The related-virus theory
Previously, some scientists have suggested that Zika-induced birth defects may be linked to mothers' experiences with some other mosquito-borne viruses, including the dengue and West Nile virus, which are similar to Zika. The reasoning went that if a woman contracted and survived a first infection with dengue, for example, and then later became infected with Zika during pregnancy, antibodies that had once fought off dengue might still be in her system. Such antibody remnants were suspected capable of reacting against the Zika virus in an undesirable way, harming the baby rather than protecting it or the mother from disease.
But when research associate professor Davide Robbiani and his colleagues analyzed blood samples from around 150 pregnant women with the virus--all collected in Brazil during the country's 2015 Zika outbreak--they found no evidence for a connection between birth defects and history of related viruses. Instead, they discovered that antibodies generated against the Zika virus itself may be to blame.
In mothers who delivered babies with microcephaly, such Zika-specific antibodies carried molecular features that seemed to correlate with the condition. This finding was later confirmed in animals suggesting that, rather than protect the body from Zika, some antibodies may in fact help the virus enter maternal cells, increasing the risk of fetal brain damage.
New vaccine challenges
"Although our results only show a correlation at this point, there could be significant implications for vaccine development," says Robbiani, who led the international study together with Michel C. Nussenzweig, the Zanvil A. Cohn and Ralph M. Steinman Professor.

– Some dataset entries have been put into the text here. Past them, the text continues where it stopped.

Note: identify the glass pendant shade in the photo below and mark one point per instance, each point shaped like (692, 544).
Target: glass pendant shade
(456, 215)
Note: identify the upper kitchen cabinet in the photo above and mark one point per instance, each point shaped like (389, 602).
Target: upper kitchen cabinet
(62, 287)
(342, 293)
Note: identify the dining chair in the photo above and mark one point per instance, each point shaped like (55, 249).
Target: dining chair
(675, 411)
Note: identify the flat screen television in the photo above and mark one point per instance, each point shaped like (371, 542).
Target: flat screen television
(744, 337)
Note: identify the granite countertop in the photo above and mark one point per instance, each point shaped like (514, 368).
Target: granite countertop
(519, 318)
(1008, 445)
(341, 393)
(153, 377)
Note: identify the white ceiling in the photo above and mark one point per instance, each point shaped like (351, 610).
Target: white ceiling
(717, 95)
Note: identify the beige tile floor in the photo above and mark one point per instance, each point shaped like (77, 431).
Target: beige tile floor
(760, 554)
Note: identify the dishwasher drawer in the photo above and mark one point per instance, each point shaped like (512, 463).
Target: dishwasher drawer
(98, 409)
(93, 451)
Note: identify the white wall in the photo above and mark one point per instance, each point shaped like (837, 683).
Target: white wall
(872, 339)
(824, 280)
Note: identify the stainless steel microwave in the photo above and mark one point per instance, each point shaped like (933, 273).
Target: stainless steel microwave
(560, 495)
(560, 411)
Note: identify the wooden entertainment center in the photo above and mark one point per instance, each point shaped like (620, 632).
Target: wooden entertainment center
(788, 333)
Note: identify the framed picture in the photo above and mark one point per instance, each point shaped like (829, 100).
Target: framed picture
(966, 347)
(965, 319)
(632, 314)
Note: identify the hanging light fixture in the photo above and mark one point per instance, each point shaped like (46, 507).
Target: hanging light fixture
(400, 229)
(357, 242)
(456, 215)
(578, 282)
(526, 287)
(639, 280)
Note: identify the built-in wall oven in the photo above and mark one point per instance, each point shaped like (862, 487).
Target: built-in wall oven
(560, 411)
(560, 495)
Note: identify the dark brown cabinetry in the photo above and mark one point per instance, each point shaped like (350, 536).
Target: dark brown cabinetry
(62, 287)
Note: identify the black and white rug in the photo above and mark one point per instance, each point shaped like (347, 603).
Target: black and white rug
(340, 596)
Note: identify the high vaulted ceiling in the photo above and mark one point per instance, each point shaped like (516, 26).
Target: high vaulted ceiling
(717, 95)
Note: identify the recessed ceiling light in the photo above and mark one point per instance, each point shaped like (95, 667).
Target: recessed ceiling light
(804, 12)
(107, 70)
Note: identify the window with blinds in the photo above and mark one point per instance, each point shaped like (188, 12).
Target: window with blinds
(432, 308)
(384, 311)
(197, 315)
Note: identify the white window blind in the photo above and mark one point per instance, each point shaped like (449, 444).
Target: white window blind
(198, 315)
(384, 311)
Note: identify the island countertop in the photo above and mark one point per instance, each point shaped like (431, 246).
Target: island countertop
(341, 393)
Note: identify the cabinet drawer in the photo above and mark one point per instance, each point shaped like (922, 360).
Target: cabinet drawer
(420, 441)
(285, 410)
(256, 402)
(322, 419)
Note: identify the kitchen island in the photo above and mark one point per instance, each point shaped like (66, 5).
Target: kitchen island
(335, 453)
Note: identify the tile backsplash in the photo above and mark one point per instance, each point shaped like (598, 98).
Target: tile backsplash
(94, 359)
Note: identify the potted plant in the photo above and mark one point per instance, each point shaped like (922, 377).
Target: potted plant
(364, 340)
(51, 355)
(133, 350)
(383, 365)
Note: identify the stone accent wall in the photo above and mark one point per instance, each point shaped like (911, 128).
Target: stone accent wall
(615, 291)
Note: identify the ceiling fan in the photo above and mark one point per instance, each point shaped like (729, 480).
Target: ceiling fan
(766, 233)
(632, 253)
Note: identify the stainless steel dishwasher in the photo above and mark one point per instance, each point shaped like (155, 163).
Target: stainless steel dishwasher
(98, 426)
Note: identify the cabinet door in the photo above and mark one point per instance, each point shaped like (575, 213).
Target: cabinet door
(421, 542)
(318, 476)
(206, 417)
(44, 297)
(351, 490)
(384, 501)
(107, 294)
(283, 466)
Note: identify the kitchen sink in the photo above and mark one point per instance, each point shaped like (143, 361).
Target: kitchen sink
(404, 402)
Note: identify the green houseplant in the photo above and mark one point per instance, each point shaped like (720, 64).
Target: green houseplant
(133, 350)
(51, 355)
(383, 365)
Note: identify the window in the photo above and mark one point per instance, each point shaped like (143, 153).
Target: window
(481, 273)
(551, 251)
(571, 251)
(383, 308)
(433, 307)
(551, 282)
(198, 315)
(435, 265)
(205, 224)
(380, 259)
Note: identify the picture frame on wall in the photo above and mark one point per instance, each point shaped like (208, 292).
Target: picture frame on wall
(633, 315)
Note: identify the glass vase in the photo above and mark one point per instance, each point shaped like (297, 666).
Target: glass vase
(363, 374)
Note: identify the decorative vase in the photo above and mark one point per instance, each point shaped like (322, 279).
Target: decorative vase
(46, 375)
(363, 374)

There is currently no approved vaccine against Zika and, in light of the new findings, developing one could turn out to be trickier than experts have previously realized. "A safe vaccine would need to induce the immune system to selectively produce antibodies that are protective, avoiding those that potentially enhance the risk of microcephaly," Robbiani says.
As a first step toward this goal, he is conducting further research to establish which types of antibodies might be harmful to unborn babies, and by what mechanisms they promote fetal damage.